Although it didn't exactly make a lot of friends when it decided to limit the amount of data its iPhone and other phone users could user, AT&T has decided to expand the limitation.
For smartphones, AT&T limited data usage to a couple gigabytes every month. For those who use AT&T for their home Internet, the limit will be significantly higher, but it is still a limit.
Now, customers who have AT&T's DSL service will be capped at 150 GB of data per month. Those using the less traditional U-Verse service will get a 250 GB monthly limit. For all customers, going beyond the limit during any month will result in a $10 charge for every additional 50 GB.
Unlike when it imposed data limits on smartphones, though, the new structure will not result in a price change for current monthly rates. When it changed the smartphone data plan, it actually lowered the rate to compensate for the lower limit, resulting in a lot of customers actually getting cheaper monthly bills.

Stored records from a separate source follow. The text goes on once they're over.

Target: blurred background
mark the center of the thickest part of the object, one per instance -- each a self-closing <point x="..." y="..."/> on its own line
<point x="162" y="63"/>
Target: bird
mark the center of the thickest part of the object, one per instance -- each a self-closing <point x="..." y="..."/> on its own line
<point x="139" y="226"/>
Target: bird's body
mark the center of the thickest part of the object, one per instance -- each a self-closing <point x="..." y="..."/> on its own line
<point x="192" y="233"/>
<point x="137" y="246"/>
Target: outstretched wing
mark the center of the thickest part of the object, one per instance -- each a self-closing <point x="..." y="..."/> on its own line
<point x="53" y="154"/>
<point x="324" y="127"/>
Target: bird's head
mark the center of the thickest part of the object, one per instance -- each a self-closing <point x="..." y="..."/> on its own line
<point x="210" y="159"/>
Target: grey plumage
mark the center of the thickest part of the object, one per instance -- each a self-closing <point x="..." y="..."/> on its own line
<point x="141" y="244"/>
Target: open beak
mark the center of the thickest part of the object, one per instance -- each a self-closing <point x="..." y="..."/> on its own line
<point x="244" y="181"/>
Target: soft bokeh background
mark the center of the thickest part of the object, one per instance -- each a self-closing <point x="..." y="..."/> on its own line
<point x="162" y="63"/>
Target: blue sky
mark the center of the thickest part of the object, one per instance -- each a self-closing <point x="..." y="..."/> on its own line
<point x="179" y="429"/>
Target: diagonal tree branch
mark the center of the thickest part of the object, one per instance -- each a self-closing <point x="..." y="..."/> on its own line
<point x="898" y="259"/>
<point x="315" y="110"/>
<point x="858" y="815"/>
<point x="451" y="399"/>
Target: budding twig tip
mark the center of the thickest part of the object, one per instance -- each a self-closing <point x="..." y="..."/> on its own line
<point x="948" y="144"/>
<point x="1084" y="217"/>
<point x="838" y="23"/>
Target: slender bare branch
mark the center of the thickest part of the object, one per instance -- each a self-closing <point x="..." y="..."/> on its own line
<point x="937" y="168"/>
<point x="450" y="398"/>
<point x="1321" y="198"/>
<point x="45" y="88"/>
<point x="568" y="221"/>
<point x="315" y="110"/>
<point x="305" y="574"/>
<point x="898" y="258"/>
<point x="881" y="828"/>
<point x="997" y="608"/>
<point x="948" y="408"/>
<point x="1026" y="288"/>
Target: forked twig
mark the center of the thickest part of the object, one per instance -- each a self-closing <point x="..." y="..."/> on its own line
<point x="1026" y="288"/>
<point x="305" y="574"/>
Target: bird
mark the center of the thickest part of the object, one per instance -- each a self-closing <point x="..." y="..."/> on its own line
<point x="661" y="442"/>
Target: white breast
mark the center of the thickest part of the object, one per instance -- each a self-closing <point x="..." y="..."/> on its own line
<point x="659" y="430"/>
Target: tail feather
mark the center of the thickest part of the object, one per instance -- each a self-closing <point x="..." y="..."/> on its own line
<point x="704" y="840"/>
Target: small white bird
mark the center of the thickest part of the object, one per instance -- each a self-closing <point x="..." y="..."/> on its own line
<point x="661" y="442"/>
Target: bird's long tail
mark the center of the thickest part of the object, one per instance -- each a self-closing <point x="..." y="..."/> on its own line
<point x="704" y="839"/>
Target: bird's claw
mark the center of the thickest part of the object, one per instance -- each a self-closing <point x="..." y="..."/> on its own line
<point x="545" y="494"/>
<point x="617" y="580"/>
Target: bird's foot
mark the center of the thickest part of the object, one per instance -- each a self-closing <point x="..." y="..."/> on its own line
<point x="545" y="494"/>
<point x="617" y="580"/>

Broadband customers won't see a reduction in price, but, according to AT&T, the vast majority won't see an increase either. The company says only 2% of its customers will be affected. The average DSL customer, it says, only uses 18 GB of data per month.
"Lopsided usage patterns can cause congestion at certain points in the network, which can slow Internet speeds and interfere with other customers’ access to and use of the network," said AT&T in a statement.
For the 2% who use more than 150 GB, though, it's not good news. AT&T claims it will send notifications to customers after they reach 65% of their monthly limit, as well as when they reach 90% and then once more when they hit the limit.